The raw data can be downloaded form the webpage of the Kaggle challenge: https://www.kaggle.com/c/epfml18-higgs. The default directory to locate the uncompressed .csv files is data/
, which is an empty folder by now. Nevertheless, you can change this location by modifying the default parameters located in the file src/utils/argument_parser.py
and use your own path.
The processed data as well as a log of all prints will be located in a folder named results/experiment_name/
, where the experiment_name
keyword will be substituted by a string that indicates the parameters of the experiment that affect data processing. This means that the original files downloaded from Kaggle must remain unchanged.
The root of the project have a doc/
directory where you can find the guidelines of the project given by EPFL professors as well as a the explanation of the dataset. Check this to know more about the features and they relations. Note that this file has some of the lines of appendix B higlighted to justify one of the key improvements of the dataset to handle meaning-less data.
For the first time you can create your environment by installing all dependencies listed in the file requirements.txt
. Note that the needed libraries are very basic because the machine learning methods used in this project are implemented in this same repository. You will therefore probably have them installed but make sure to satisfy the version requirement of numpy because we use the function quartiles, which was not included in early releases.
Check our paper located at the report/
folder to have an overview of the project and to take a look at the justification of all the steps that led us to a model with the final accuracy presented in the Kaggle competition.

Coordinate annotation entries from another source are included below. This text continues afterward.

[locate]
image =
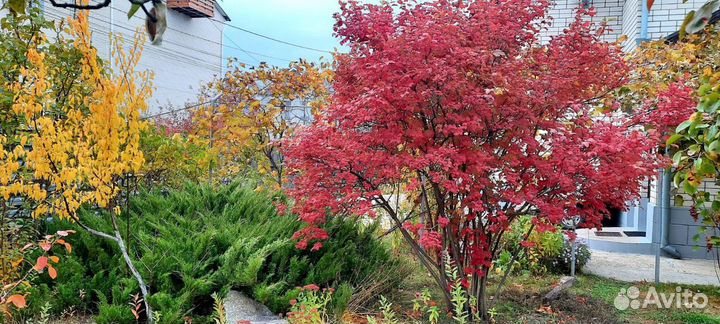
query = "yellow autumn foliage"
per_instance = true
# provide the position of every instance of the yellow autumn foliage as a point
(656, 65)
(74, 147)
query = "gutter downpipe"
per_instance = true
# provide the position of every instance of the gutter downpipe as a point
(661, 233)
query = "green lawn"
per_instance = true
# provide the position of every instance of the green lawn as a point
(590, 300)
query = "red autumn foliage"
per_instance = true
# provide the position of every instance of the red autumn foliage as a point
(671, 107)
(459, 100)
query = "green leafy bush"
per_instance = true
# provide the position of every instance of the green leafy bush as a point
(545, 252)
(192, 242)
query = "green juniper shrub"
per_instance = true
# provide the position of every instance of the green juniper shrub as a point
(193, 242)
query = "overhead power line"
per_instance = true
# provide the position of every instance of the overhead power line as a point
(272, 38)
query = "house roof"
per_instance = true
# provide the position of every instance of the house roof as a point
(222, 11)
(675, 37)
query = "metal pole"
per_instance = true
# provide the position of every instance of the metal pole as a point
(572, 257)
(659, 233)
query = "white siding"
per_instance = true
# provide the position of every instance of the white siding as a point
(563, 14)
(631, 23)
(666, 16)
(191, 53)
(624, 18)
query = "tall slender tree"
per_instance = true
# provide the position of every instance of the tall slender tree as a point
(460, 105)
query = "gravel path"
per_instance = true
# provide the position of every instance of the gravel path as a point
(639, 267)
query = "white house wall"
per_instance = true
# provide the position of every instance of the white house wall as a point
(191, 53)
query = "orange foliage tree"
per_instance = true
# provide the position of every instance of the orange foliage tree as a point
(76, 130)
(252, 110)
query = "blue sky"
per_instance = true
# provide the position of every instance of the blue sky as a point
(305, 22)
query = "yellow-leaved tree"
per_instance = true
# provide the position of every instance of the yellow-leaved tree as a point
(76, 132)
(250, 112)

Move to the root folder and execute:
python run.py
The parameters that define the model used for the last Kaggle submission are set by default. Nonetheless, we recommend to run it with verbose to see the evolution of the loss and to check the results for every data chunk:
python run.py -verbose
The main call can also include several arguments that will condition the experiment and thus lead to different results. If you want to know which variables can be changed and what they do, execute one of the following two instructions:
python run.py -h
python run.py --help
Note that there are two options by default that are splitting by jets and by mass features. You can split the data by jets and then don't split it again by mass but not in the reverse case.